Pleasure was recorded quickly, with raw, gritty, lo-fi production aesthetic.  Tape hiss blankets every song, acoustic guitars twang and scrape, and the vocals are rough, like they’re coming from old dusty speakers in a old dusty cabin.  That said, these songs are still adorned with creative production flourishes that often come in the form of creepy choral harmonies and zig-zagging or crumbling, devastating electric guitar lines.  Some of these songs are quicker than others, featuring a more upbeat and ‘rocking’ melody or chorus, while more often they are slower and lack definite shape, picking up and falling at Feist’s will, but never are they straightforward, 4/4, four-chord verse/chorus rock songs.

The title track that kicks off the record is as dirty as anything here, featuring little more than Feist’s vocals and her guitar, with a little bass drum pounding out quarter notes on one channel and some very low synths in the other, hopping back and forth between chilly verses and a muted chorus before the song explodes with energy and singalong vocals for the final coda.  “I Wish I Didn’t Miss You” is a haunting acoustic ballad with some excellent tremolo vocal harmonies.  After the sort of red-herring title track, the lyrics solidify the album’s core theme – alternating feelings of love and hate, desire and disgust post-breakup.  After the cozy and meditative “Get Not High, Get Not Low”, “Lost Dreams” rounds out the album’s opening act with its sparsest, most ghostly track, complete with trickling chimes and a guitar solo that evokes the twisted metal of a car accident splitting the song down the center.

The record truly comes into its own (and, from a structural standpoint, reminds me of Panda’s Person Pitch) with the twin behemoth centerpieces, “Any Party” and “A Man Is Not His Song”.  The former is a gargantuan strummer of a ballad, the first track to make use of a full drum kit and one that embraces big, full harmonies courtesy of the record’s co-creators.  The track takes place sometime in the past, before the heartbreak of the rest of the record (“And I tried reaching you on your new flip phone,” Feist hollers at one point), and the titular sentiment is an interesting one.  Yes, this is a triumphant love song, but as Feist repeats over and over “You know I’d leave any party for you,” it becomes a love song contextualized by her own life, likely based in some real, true event, where leaving a party, any party for someone, is the truest display of affection at that point in their relationship.  The coolest moment on the record comes when we physically hear Feist leaving a party – she walks through the house, out the door, through a crowded yard, and down the sidewalk as a car flies by, blaring the album’s title track from its speakers as it passes.  The inventiveness and coolness of this moment is hard to overstate.
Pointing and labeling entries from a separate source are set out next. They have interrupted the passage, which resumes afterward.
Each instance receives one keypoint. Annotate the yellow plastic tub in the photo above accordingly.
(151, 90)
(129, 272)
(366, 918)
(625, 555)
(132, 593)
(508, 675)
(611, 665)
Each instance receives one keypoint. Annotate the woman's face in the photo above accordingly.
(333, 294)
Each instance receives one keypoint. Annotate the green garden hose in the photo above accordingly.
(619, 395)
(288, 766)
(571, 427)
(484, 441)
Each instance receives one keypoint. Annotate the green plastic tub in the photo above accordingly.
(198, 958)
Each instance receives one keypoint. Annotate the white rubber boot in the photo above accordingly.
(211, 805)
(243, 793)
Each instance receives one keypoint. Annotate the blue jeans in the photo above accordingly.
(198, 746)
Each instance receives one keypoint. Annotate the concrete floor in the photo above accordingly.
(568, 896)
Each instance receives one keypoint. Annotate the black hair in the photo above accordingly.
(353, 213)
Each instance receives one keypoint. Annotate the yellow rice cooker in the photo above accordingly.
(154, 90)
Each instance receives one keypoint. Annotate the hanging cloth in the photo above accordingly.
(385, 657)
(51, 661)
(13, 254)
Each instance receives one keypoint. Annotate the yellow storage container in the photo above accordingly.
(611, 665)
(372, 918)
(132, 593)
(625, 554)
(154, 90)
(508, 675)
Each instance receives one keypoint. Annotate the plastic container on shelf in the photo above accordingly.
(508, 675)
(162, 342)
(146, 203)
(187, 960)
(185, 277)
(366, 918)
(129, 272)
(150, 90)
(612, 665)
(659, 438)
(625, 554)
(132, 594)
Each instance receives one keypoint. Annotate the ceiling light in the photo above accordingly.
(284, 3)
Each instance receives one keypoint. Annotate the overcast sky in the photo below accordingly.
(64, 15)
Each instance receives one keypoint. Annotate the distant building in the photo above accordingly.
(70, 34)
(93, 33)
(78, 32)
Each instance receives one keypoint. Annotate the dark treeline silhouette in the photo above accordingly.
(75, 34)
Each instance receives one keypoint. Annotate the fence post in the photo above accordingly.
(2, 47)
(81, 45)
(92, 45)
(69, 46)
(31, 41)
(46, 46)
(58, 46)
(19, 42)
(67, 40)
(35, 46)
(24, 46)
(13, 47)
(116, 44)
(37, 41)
As the car passes and the chirping of crickets takes over, Feist moves into the album’s best song, the sad and beautiful “A Man is Not His Song”.  Back in the present, post-party, all the love and energy of “Any Party” has been transformed into painful nostalgia – “That filament that files by / And it brings yellow light from those yellow summers back / By coconut palm, snowy pine / I’ve heard years pass through my ears to hear otherwise”.  The lyricism is brutal and poetic and excellent.  There is a heartbreaking moment of call and response – “We’ve all heard those old melodies / (Like they’re singing right to me)” before the song becomes enveloped by multiple falsetto overdubs repeating “More than a melody’s needed”, a curious phrase that worms into your brain and requires repeated investigation.  That too is then eaten up by the chugging guitar of Mastodon’s “High Road“.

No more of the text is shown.